Kinderzentrum “Hirtenjunge von Bethlehem”, Santa Cruz do Sul

Das ist unser erstes Sozialprojekt, das in 1991 gegründet wurde. Es steht in Santa Cruz do Sul in einem Stadtteil am Stadtrande auf einer ehemaligen Müllhalde. In der Begleitung von Ratten, Fliegen und Hunden stritten sich Hunderte von Männern und Frauen um Essenreste, die aus den Restaurants im Stadtzentrum dort abgeladen worden sind, um dieselben ihren Kindern zum Essen zu geben. Die Kinder, die hier direkt betreut werden, insgesamt 60, kommen aus einer extrem armen Bevölkerung und zwar aus den Randgebieten verschiedener Stadtteile. Deren Familienangehörige haben nur für wenige Monate im Jahr eine Arbeitsstelle bei der Tabakindustrie der Region.

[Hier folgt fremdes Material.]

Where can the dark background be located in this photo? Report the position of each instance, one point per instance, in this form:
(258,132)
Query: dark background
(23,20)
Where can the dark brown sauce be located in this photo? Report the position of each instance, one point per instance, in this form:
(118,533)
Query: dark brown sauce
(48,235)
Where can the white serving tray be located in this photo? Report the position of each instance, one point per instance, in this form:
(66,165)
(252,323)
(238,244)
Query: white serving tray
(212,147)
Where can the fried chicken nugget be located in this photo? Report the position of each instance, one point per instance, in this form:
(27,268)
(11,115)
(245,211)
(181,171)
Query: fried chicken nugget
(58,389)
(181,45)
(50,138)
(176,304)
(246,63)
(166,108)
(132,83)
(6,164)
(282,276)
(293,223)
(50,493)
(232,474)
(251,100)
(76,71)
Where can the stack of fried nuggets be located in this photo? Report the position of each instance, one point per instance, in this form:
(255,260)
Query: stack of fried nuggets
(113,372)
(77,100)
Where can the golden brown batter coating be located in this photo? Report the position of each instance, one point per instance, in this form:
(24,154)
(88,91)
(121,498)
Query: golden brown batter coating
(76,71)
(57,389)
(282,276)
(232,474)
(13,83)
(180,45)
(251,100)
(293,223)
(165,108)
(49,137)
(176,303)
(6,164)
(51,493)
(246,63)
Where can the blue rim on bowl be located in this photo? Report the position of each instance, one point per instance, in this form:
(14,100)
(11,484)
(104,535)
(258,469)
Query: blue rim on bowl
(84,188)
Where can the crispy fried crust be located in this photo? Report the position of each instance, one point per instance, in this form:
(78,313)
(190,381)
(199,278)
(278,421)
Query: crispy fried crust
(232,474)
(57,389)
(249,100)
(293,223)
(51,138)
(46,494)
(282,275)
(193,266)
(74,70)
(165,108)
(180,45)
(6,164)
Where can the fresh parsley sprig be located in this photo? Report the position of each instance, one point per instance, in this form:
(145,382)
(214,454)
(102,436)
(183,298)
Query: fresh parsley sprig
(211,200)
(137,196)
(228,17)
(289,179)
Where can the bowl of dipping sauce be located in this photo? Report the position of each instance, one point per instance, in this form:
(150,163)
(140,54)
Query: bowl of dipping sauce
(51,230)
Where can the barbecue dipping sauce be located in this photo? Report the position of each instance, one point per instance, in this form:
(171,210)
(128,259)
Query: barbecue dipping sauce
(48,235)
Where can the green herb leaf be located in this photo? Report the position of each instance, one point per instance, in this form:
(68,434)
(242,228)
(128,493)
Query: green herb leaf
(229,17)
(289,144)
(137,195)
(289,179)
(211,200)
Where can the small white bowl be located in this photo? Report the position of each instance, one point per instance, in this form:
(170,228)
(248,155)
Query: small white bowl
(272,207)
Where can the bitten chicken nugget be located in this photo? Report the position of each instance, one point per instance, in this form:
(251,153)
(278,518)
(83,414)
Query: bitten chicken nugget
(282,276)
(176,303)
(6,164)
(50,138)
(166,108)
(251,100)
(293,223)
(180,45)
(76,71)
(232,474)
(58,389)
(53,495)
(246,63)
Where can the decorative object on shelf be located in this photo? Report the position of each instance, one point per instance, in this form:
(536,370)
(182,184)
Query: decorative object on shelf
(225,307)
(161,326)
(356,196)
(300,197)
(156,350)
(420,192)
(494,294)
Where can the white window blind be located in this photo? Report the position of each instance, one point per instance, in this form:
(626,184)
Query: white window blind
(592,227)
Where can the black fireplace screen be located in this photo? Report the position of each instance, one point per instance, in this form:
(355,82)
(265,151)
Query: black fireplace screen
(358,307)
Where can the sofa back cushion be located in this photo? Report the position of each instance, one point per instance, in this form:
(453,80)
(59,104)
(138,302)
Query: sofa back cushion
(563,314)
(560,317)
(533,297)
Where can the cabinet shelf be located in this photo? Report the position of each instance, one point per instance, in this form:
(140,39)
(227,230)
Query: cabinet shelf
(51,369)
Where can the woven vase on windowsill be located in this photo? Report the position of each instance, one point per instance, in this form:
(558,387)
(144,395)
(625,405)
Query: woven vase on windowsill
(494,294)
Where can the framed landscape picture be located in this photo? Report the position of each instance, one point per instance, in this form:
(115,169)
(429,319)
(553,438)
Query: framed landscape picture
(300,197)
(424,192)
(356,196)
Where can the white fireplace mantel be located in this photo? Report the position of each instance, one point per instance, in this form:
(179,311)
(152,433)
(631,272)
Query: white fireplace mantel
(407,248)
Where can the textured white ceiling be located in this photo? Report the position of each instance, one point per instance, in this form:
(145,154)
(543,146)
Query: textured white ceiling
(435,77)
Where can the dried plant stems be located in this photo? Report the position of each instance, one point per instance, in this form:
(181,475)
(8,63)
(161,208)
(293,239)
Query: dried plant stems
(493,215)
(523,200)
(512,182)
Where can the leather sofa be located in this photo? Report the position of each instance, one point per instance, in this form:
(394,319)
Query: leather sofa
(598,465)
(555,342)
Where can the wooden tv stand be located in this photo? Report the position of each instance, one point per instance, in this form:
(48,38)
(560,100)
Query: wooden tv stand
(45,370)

Heute, dank der großartigen Hilfe, besonders von solidarischen Menschen aus Deutschland und auch vor Ort, an der Stelle der ehemaligen städtischen Müllhalde steht ein sehr gut ausgestattetes Kinderzentrum, um den Ärmsten zu helfen, besonders den Kindern, damit sie so ein Leben mit Hoffnung und Menschenwürde haben können.

Täglich bekommen sie eine warme Mahlzeit, die von freiwilligen Helferinnen im eigenen Zentrum zubereitet wird. Hier wird ihnen ebenfalls das Beten beigebracht, um Gott für die Speisen zu danken und für die Personen zu beten, die ein bisschen von ihrem Besitz spenden, damit auch sie essen können.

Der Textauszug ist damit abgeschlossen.